Nicht nur der Paarreim ist Euch wohlgeläufig,
Auch Kreuz-, Kehr-, Schweif- und Schüttelreim,
Ja, Stabreim ebenso wie Dissonanzen.
Ihr schwelgt in Paraphrasen, Pleonasmen,
In Metaphern, Metonymien und Hyperbeln,
Ja, selbst das einfache, von Johann Knittel
Für Poeten im Nebenamt entwickelte Versmass
Hat Heimstatt hier in Eurer Burg.
Oh, seufzt ich oft, wenn ich von hier nach Hause ging,
Oh, könnt ich's diesen edlen Rittern gleichtun.
Und voller Wehmut, weil vergeblich das Verlangen,
Und doch voll Freude über das bei Euch erlebte,
Gab meinem treuen Weibe. meiner Burgfrau, ich Bericht:

Ich sprach zu ihr von der gewaltigen Rittertafel.
Vom glanzumwogten Thron. auf dem drei Herrlichkeiten.
Im Zeichen des Uhus ihr mildes Regiment verüben,
Das Zepter gnädig schwingend über ihren Sassen.
Ich gab ihr kund, was in der Burg mein Aug' erblickte:
Die Rüstungen. die Helme und die lange Reihe
Von scharfen Schwertern, die die Feinde wissen lassen,
Wie wehrhaft sich die stolze Burg der Gyssen zeigt.
Und auch die Orden, die so manchen Ritters Brust
Und Helm und Rücken bis zum Boden zieren
Sind Zeichen Mannesmuts und wehrhaft-scharfer Zunge.
Sodann erzählt ich von euch edlen Rittern -
Vom Fürsten Ebigon und den gewalt'gen Streichen seines Schwerts.
Vom großen Kurfürst Knallfex, der sich unbeirrt,
Durch Nacht und Wind, den Weg zu seiner Burg erkämpft,
Nicht Tod noch Teufel und auch nicht Gendarme fürchtend*.
Vom Junkermeister Mon-Cherie. der seine Knute
Mit sieben Schwänzen an der muntren Junkertafel schwingt.
Vom Ritter Aioli, der durch so zart und süße Töne,
Dem Instrument entlockt, manch Ritters tapfres Herze rührt.
Auch war vom wundermächt'gen Magier Frappant die Rede,
Dem Marschall, der mit Freuden stets den Tamtam rührt.
Und von Mehr-Ran, der stets die Stellung auf der Burg
Zum letzten hält und nur dem Morgengrauen weicht.
So sprach ich von euch allen, die mir hier begegnet
Die ich in wen'gen Stunden herzlich lieb gewonnen.

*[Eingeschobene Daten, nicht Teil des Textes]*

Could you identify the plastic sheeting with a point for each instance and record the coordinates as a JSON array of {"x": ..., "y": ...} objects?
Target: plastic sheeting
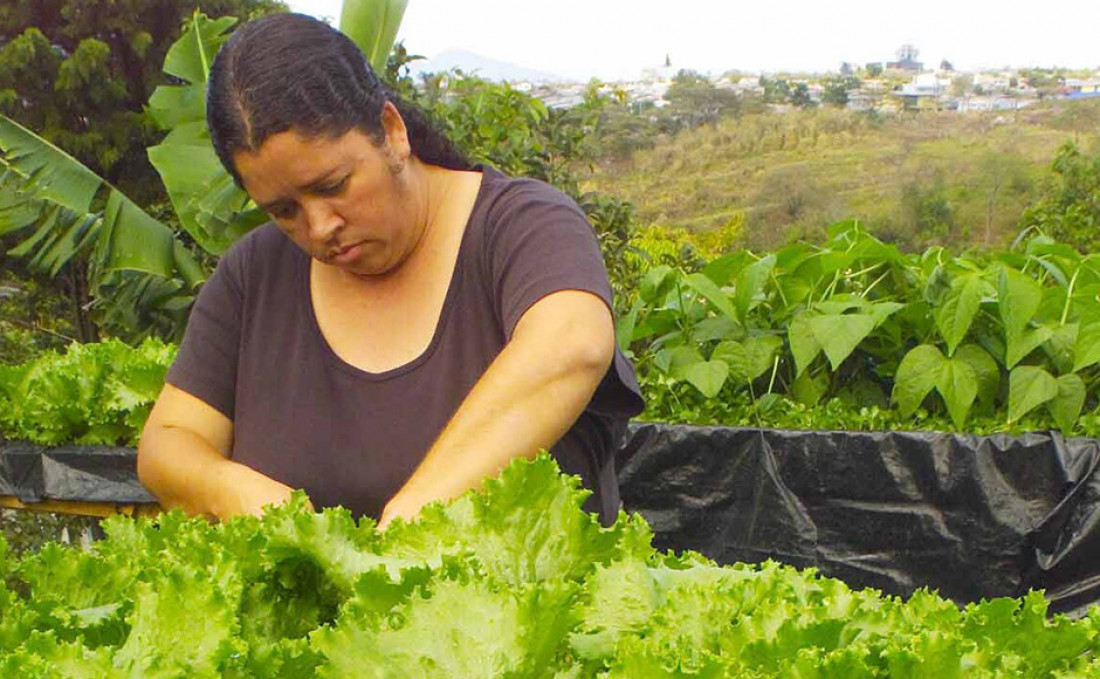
[
  {"x": 967, "y": 515},
  {"x": 78, "y": 473}
]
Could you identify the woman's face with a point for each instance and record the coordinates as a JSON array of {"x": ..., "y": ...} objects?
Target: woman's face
[{"x": 344, "y": 200}]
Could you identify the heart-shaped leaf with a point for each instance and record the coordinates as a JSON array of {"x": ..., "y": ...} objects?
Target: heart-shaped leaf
[
  {"x": 838, "y": 336},
  {"x": 916, "y": 375},
  {"x": 1029, "y": 387},
  {"x": 1066, "y": 406},
  {"x": 707, "y": 376}
]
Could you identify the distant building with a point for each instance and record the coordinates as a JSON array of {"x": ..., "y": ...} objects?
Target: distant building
[
  {"x": 906, "y": 59},
  {"x": 1081, "y": 89},
  {"x": 923, "y": 92}
]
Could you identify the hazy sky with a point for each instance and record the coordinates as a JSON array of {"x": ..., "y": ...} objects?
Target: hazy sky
[{"x": 616, "y": 39}]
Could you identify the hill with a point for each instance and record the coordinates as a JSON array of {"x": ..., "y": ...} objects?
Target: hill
[{"x": 916, "y": 178}]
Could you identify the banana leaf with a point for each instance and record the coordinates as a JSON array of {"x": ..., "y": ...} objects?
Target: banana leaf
[
  {"x": 372, "y": 24},
  {"x": 50, "y": 194},
  {"x": 210, "y": 207}
]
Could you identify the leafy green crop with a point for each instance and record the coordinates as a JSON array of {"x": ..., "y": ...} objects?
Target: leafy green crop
[
  {"x": 1007, "y": 336},
  {"x": 515, "y": 581},
  {"x": 98, "y": 393}
]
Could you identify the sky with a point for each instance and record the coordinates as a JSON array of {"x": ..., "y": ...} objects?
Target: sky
[{"x": 615, "y": 40}]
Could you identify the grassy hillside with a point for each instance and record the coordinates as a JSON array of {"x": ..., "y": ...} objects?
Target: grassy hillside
[{"x": 916, "y": 178}]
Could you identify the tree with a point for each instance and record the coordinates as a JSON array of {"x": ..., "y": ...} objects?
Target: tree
[
  {"x": 835, "y": 90},
  {"x": 694, "y": 100},
  {"x": 1069, "y": 206},
  {"x": 776, "y": 90},
  {"x": 800, "y": 96},
  {"x": 79, "y": 74},
  {"x": 75, "y": 217}
]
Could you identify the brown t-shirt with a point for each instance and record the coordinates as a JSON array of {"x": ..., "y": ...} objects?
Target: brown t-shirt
[{"x": 253, "y": 350}]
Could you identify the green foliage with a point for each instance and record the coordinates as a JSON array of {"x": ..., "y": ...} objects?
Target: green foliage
[
  {"x": 835, "y": 89},
  {"x": 1069, "y": 206},
  {"x": 855, "y": 319},
  {"x": 79, "y": 74},
  {"x": 96, "y": 393},
  {"x": 968, "y": 177},
  {"x": 515, "y": 581}
]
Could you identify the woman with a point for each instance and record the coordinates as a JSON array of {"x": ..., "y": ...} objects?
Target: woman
[{"x": 405, "y": 327}]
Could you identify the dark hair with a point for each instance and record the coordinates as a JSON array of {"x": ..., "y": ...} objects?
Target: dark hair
[{"x": 287, "y": 72}]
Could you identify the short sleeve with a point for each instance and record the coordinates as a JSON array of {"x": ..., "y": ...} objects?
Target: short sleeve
[
  {"x": 206, "y": 364},
  {"x": 540, "y": 242}
]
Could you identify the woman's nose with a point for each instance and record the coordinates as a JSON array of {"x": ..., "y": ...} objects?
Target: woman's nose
[{"x": 322, "y": 221}]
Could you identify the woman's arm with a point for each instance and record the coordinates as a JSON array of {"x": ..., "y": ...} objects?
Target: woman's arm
[
  {"x": 527, "y": 400},
  {"x": 184, "y": 460}
]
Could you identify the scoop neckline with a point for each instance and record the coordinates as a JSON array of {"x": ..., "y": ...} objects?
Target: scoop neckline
[{"x": 444, "y": 313}]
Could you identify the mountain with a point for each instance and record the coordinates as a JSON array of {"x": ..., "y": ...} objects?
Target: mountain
[{"x": 482, "y": 66}]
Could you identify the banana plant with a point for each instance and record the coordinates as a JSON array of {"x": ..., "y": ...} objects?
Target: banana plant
[
  {"x": 53, "y": 197},
  {"x": 210, "y": 207},
  {"x": 68, "y": 211}
]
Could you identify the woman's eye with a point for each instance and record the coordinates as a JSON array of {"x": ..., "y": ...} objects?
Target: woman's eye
[
  {"x": 332, "y": 189},
  {"x": 281, "y": 212}
]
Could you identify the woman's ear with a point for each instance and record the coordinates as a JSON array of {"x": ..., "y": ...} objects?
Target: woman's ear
[{"x": 397, "y": 137}]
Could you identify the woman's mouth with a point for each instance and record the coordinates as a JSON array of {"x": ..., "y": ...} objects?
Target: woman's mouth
[{"x": 347, "y": 255}]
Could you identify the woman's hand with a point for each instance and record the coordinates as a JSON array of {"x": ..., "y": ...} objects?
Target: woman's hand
[
  {"x": 402, "y": 505},
  {"x": 246, "y": 492}
]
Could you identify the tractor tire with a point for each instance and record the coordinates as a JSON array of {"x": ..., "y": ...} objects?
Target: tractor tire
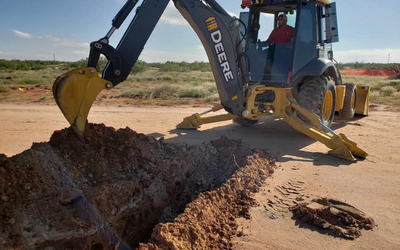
[
  {"x": 349, "y": 103},
  {"x": 244, "y": 122},
  {"x": 318, "y": 95}
]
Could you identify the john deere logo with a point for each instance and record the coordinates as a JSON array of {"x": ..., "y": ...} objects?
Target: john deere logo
[
  {"x": 219, "y": 49},
  {"x": 211, "y": 23}
]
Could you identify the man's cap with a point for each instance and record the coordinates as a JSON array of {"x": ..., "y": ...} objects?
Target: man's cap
[{"x": 282, "y": 16}]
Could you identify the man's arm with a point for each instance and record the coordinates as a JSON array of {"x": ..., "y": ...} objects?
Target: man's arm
[{"x": 271, "y": 37}]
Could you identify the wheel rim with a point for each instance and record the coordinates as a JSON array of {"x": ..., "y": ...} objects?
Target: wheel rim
[{"x": 328, "y": 104}]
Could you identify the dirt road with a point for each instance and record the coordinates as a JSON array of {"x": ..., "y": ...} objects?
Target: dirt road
[{"x": 305, "y": 168}]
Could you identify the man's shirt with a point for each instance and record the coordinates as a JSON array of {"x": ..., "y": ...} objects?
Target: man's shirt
[{"x": 281, "y": 35}]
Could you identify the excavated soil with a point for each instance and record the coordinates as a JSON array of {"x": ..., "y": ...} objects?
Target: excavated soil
[
  {"x": 334, "y": 217},
  {"x": 123, "y": 190}
]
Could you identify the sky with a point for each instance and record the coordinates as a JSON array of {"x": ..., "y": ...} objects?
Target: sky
[{"x": 43, "y": 29}]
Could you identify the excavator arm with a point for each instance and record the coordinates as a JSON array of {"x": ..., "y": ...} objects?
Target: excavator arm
[
  {"x": 220, "y": 35},
  {"x": 76, "y": 90}
]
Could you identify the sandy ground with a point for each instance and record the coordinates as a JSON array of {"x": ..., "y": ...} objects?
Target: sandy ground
[{"x": 305, "y": 168}]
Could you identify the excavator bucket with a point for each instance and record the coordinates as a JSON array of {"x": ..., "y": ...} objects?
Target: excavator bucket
[{"x": 75, "y": 92}]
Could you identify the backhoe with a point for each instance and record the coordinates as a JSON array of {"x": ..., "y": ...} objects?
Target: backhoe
[{"x": 295, "y": 81}]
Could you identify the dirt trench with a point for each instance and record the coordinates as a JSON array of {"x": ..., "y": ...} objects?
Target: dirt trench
[{"x": 124, "y": 190}]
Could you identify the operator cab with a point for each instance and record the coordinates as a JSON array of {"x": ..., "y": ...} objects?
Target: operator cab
[{"x": 276, "y": 64}]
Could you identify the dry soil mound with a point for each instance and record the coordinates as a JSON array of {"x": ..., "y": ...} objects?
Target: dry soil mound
[
  {"x": 121, "y": 188},
  {"x": 334, "y": 217}
]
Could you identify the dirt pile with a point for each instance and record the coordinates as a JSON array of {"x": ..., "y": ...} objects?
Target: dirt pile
[
  {"x": 367, "y": 72},
  {"x": 110, "y": 192},
  {"x": 334, "y": 217}
]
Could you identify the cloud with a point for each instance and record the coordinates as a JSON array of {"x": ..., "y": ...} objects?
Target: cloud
[
  {"x": 172, "y": 16},
  {"x": 374, "y": 55},
  {"x": 21, "y": 34},
  {"x": 80, "y": 53},
  {"x": 58, "y": 42},
  {"x": 163, "y": 56}
]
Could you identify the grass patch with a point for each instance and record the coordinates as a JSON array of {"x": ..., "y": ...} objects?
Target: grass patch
[
  {"x": 137, "y": 94},
  {"x": 3, "y": 89},
  {"x": 193, "y": 92},
  {"x": 163, "y": 92}
]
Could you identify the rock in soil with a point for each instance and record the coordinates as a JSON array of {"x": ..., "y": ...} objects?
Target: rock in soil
[
  {"x": 334, "y": 217},
  {"x": 123, "y": 190}
]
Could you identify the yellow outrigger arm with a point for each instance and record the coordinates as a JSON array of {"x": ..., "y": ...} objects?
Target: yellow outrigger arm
[
  {"x": 75, "y": 92},
  {"x": 287, "y": 109}
]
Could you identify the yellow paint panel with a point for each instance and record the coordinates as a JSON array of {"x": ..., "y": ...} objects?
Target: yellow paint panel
[
  {"x": 340, "y": 91},
  {"x": 362, "y": 105}
]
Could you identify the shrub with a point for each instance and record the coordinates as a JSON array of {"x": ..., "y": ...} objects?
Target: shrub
[
  {"x": 137, "y": 93},
  {"x": 3, "y": 89},
  {"x": 192, "y": 92},
  {"x": 29, "y": 81},
  {"x": 164, "y": 91}
]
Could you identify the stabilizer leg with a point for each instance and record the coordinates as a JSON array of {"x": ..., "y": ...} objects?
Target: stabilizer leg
[{"x": 196, "y": 120}]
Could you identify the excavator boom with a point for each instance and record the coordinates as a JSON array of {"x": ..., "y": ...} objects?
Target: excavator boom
[{"x": 222, "y": 37}]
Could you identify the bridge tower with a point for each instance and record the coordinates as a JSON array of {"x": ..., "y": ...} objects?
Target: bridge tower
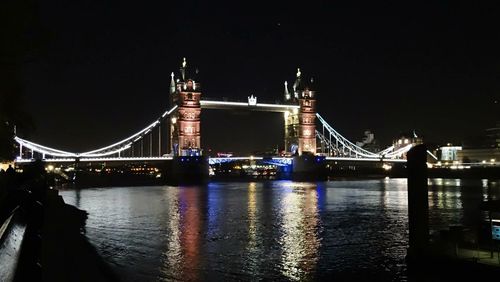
[
  {"x": 307, "y": 116},
  {"x": 291, "y": 123},
  {"x": 300, "y": 129},
  {"x": 185, "y": 124}
]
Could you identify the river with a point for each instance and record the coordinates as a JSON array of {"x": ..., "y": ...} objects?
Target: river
[{"x": 275, "y": 230}]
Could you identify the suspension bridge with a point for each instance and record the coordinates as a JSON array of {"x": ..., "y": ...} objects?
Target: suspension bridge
[{"x": 176, "y": 132}]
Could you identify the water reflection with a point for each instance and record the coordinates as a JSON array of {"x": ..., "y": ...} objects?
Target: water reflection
[
  {"x": 182, "y": 254},
  {"x": 299, "y": 240},
  {"x": 253, "y": 248},
  {"x": 277, "y": 230}
]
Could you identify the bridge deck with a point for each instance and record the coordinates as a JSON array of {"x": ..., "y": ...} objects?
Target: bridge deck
[{"x": 227, "y": 105}]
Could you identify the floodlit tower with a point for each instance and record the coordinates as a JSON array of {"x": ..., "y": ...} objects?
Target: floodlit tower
[
  {"x": 307, "y": 117},
  {"x": 185, "y": 124}
]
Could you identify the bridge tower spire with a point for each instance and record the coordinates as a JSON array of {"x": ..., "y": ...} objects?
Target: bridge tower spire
[
  {"x": 172, "y": 83},
  {"x": 287, "y": 93},
  {"x": 185, "y": 125}
]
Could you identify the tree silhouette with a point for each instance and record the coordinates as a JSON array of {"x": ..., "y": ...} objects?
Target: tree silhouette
[{"x": 21, "y": 39}]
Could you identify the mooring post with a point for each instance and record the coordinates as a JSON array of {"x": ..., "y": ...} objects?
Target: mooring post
[{"x": 418, "y": 203}]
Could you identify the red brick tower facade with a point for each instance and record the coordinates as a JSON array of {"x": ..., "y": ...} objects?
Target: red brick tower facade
[
  {"x": 307, "y": 118},
  {"x": 185, "y": 129}
]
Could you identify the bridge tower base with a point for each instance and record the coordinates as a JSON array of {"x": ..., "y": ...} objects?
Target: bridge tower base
[
  {"x": 187, "y": 170},
  {"x": 308, "y": 167}
]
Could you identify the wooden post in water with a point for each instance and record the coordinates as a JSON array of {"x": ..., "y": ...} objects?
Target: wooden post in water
[{"x": 418, "y": 204}]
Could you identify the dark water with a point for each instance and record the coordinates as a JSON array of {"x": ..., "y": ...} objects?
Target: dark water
[{"x": 281, "y": 230}]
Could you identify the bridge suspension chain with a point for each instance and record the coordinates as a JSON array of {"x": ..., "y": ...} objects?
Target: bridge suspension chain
[{"x": 114, "y": 149}]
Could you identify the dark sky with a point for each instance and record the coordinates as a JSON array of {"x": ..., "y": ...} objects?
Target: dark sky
[{"x": 103, "y": 69}]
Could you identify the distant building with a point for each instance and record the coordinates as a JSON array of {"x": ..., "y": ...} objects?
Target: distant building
[
  {"x": 405, "y": 140},
  {"x": 483, "y": 149},
  {"x": 449, "y": 153}
]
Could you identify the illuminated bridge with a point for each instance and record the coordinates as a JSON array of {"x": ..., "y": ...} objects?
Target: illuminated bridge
[{"x": 176, "y": 132}]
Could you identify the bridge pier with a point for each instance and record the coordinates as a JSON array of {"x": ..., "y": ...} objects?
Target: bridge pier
[
  {"x": 186, "y": 170},
  {"x": 308, "y": 167}
]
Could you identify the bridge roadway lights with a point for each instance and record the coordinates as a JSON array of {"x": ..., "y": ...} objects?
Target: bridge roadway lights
[{"x": 186, "y": 170}]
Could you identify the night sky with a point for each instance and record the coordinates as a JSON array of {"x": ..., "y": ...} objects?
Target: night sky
[{"x": 101, "y": 70}]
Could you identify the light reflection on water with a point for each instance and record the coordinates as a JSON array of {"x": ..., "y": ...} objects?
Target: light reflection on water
[{"x": 278, "y": 230}]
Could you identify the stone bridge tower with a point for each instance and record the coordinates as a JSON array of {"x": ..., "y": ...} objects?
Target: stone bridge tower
[
  {"x": 300, "y": 126},
  {"x": 185, "y": 133}
]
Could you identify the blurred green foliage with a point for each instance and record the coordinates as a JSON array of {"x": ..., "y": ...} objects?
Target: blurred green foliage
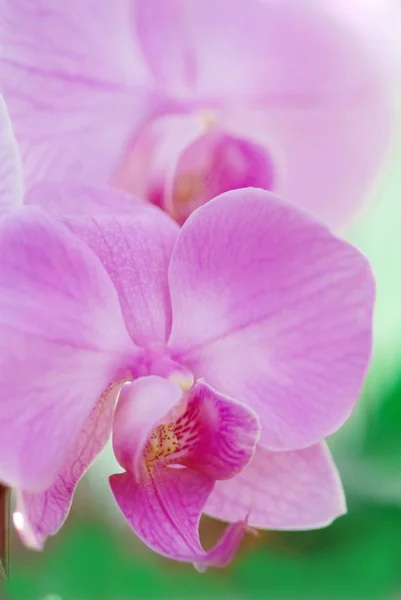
[{"x": 357, "y": 558}]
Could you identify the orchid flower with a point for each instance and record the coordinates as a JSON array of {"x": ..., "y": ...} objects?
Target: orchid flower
[
  {"x": 218, "y": 356},
  {"x": 177, "y": 101}
]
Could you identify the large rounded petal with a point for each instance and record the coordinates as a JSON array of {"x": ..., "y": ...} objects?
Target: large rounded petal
[
  {"x": 11, "y": 177},
  {"x": 272, "y": 309},
  {"x": 165, "y": 514},
  {"x": 41, "y": 514},
  {"x": 135, "y": 250},
  {"x": 74, "y": 82},
  {"x": 62, "y": 343},
  {"x": 282, "y": 490}
]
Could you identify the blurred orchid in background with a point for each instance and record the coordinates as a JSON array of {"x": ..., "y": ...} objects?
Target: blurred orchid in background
[
  {"x": 237, "y": 343},
  {"x": 177, "y": 101}
]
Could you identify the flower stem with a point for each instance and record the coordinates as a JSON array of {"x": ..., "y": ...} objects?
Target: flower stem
[{"x": 4, "y": 530}]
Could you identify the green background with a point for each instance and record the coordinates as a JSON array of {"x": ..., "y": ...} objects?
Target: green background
[{"x": 95, "y": 557}]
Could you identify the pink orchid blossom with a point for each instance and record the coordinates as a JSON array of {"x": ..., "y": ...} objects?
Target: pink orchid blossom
[
  {"x": 218, "y": 355},
  {"x": 178, "y": 101}
]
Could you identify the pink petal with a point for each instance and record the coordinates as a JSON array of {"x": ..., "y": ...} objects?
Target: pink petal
[
  {"x": 74, "y": 82},
  {"x": 272, "y": 309},
  {"x": 164, "y": 513},
  {"x": 213, "y": 164},
  {"x": 312, "y": 82},
  {"x": 284, "y": 490},
  {"x": 162, "y": 30},
  {"x": 135, "y": 251},
  {"x": 149, "y": 166},
  {"x": 41, "y": 514},
  {"x": 216, "y": 435},
  {"x": 62, "y": 342},
  {"x": 141, "y": 406},
  {"x": 11, "y": 178}
]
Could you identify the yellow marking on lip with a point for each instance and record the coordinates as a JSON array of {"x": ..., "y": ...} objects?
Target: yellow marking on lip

Und als ich, Mitternacht war längst vorüber,
Des Hauses Herd erloschen, dann zum Ende kam,
Sah meine Burgfrau mich mit dunklen Augen an
Und sprach (in Prosa, wie es meist der Frauen Art):

Ich habe, sagte sie, ja schon oft an Deinem Verstand gezweifelt.
Wenigstens habe ich jetzt Gewissheit!
Und den Trost: Du hast Gleichgesinnte gefunden.
Tue, was Du musst,
Aber vergiss mich dabei nicht.

Da sprang ich auf, um sie zu küssen
Und rief: Das sollst Du haben.
Und bin ich auf der Burg der Gyssen,
Will auf Dein Wohl ich laben.
Mit jeder Sippung letztem Glas
Sei dein gedacht, die ich zu Haus vergaß.
Und wenn das mir einmal entfällt,
Dann wird ein neues, letztes Glas bestellt.
Und sollt ich's noch mal dann verpassen,
Dann muss ich noch ein letztes kommen lassen.
So trink' ich, bis der süße Mund,
Die hellen, blanken Äugelein,
Von jener Burgfrau, welche mein,
Erscheinen auf Glases Grund.
OK, sprach sie, und ließ mich ziehn.
So trete ich nun vor Euch hin,
Klopf an bei eurem Freundschaftsbund
Und gebe mein Begehren kund:
Ich sei, der ich euch lange schon als Freunde wähnte
In Eurem Bund der Hundert Neun und Zehnte**.

* Kurfürst Knallfex hatte gerade auf einem Heimritt
nach ausgedehnter Krystalline mehrere profane Stinkrösser
beschädigt und seinen Führerschein abgegeben.